The SG is also available, in some cases, with coil splitting pickups. In all cases (except for the Junior with its single pickup), the SG features dual volume and tone controls.
Improved playability was one of Gibson’s prime objectives when they set about designing and building the SG. They thought by making the guitar thinner, and lighter, while still giving it gut punching humbuckers, it would fill the gaps left by the already excellent, but outgoing, Les Paul.
In many cases this was true. To this day, the SG is still one of the most comfortable guitars to play. Its ergonomics were well ahead of its time, particularly thanks to the beveled edges on the front and back of the body.
The one thing that wasn’t accounted for was neck dive. The SG was (and in many cases still is) notorious for neck dive. The position of the top strap button, combined with the lighter body weight created something of an imbalance, which causes the neck of the guitar to fall towards the headstock.
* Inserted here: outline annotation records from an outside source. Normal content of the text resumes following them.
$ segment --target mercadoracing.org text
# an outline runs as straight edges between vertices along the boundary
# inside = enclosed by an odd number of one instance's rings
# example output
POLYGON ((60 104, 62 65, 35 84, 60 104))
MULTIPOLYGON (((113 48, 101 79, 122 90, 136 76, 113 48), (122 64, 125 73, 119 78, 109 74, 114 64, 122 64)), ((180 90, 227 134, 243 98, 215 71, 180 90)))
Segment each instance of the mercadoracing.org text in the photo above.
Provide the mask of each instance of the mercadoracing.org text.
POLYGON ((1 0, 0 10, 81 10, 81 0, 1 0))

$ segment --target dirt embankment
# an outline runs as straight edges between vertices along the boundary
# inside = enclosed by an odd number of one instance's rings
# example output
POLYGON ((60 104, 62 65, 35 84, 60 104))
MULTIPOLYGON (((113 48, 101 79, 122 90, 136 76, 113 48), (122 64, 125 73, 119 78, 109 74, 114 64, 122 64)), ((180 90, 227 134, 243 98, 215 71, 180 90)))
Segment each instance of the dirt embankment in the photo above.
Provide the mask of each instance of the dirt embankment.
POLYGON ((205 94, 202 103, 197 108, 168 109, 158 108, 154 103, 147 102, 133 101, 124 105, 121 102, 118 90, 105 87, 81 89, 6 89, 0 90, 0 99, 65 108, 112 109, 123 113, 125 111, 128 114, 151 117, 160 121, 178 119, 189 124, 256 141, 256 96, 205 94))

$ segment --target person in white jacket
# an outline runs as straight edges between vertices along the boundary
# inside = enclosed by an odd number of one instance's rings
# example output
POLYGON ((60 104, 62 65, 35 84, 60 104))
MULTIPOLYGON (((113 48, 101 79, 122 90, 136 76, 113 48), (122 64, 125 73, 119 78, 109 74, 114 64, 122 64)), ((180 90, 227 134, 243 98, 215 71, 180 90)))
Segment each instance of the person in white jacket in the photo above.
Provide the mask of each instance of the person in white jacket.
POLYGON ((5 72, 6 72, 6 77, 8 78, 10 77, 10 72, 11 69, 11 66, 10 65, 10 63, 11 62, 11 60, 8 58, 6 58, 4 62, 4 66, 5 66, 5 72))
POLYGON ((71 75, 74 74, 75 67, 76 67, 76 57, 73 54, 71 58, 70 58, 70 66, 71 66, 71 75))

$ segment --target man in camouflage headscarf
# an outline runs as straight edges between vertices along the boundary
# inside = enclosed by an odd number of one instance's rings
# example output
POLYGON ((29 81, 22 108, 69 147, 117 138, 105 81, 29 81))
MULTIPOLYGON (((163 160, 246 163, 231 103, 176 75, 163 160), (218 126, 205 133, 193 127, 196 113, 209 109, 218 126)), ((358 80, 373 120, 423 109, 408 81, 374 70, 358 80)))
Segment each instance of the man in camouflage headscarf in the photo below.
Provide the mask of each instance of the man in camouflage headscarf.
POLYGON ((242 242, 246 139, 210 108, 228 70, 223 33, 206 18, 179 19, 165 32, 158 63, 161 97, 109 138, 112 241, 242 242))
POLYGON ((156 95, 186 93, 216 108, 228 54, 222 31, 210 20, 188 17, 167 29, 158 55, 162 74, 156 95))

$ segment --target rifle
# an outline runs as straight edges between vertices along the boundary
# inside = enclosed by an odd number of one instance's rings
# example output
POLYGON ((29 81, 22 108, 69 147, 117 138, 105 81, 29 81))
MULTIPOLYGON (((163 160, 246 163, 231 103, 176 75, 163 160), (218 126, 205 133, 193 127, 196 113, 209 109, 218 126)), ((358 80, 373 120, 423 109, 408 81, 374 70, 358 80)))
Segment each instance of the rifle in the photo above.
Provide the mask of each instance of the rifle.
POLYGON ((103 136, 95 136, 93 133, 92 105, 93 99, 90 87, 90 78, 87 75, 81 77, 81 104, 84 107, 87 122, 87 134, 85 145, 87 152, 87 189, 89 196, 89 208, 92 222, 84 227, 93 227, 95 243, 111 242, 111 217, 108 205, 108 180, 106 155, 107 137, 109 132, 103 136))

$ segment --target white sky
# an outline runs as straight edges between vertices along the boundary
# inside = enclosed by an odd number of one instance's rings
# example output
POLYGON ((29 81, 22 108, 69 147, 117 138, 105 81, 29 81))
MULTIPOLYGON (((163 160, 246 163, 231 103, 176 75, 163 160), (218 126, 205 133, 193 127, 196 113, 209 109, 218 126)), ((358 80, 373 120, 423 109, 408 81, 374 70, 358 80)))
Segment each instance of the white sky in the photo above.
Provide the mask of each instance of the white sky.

This can be extremely fatiguing for those playing gigs from a standing position, and is one of the biggest drawbacks of an otherwise wonderful guitar.
The SG standard is really the flag bearer for the model. It’s available as the SG Standard, which is the more modern design, or, the SG ’61 Standard, which is based on the original ’61 Les Paul SG. In both cases it’s available in just 2 finishes, Ebony, and Heritage Cherry (called Vintage Cherry on the ’61).
The SG Standard is fitted with the full “batwing” pickguard, while the ’61 gets the period correct half pickguard. It’s also worth noting that the modern Standard is fitted with 490R/490T humbuckers, while the ’61 gets BurstBuckers.
The Gibson SG Modern is a bit of an exception to the rule insomuch as it has a maple top. This isn’t a heavy maple top like a Les Paul, but rather a thin veneer applied in order to showcase some absolutely stunning flamed figuring. These Modern models feature a pair of matched BurstBucker Pro pickups for classic PAF tone, and also include both coil tapping and coil splitting for a huge variety in tonal capability.
This is a spectacular version of the Gibson SG that has been crafted to perfectly replicate a genuine 1964 model. Because it came from the Murphy Lab, it’s also been expertly aged to give the appearance of being a real ’64 model. Whether or not you agree with artificial patina, there’s no arguing that this is a stunning guitar with some phenomenal tones.
- Light weight
- Comfortable to play
- Vibrola available
- Excellent upper fret access
- Prone to neck dive
- Less Sustain
- Fewer finish options than the Les Paul
While the Gibson models may be the originals, and arguably the best, we understand that not everybody is working with a Gibson Budget. Fortunately, Epiphone makes licensed versions of both the Les Paul and the SG, and we’re happy to report they’re absolutely wonderful. Epiphone makes the Junior, the Standard, and the Custom for both the Les Paul and the SG, and in blind tests even the experts have a hard time telling which is which.
Final Thoughts on the Gibson SG vs Gibson Les Paul
Asking us to pick a favorite between the Les Paul and the SG is just like asking us to pick which of our kids is the favorite. You might have one secretly in mind, but you’ll never admit it out loud. While both models are capable of performing admirably in pretty much any genre you could ever think of, the reality is that they sound so different, that it’s absolutely going to boil down to personal preference.
If you like a jack of all trades, rock and roll type tone, the Les Paul is going to serve you very well. Aesthetically it’s universally loved, and as far as tones go, it’s really a sensational model. If you’re looking for all out hard rocking, improved playability, and more mid range in your tones, look at picking up an SG. In an ideal world you’d have one of each anyway!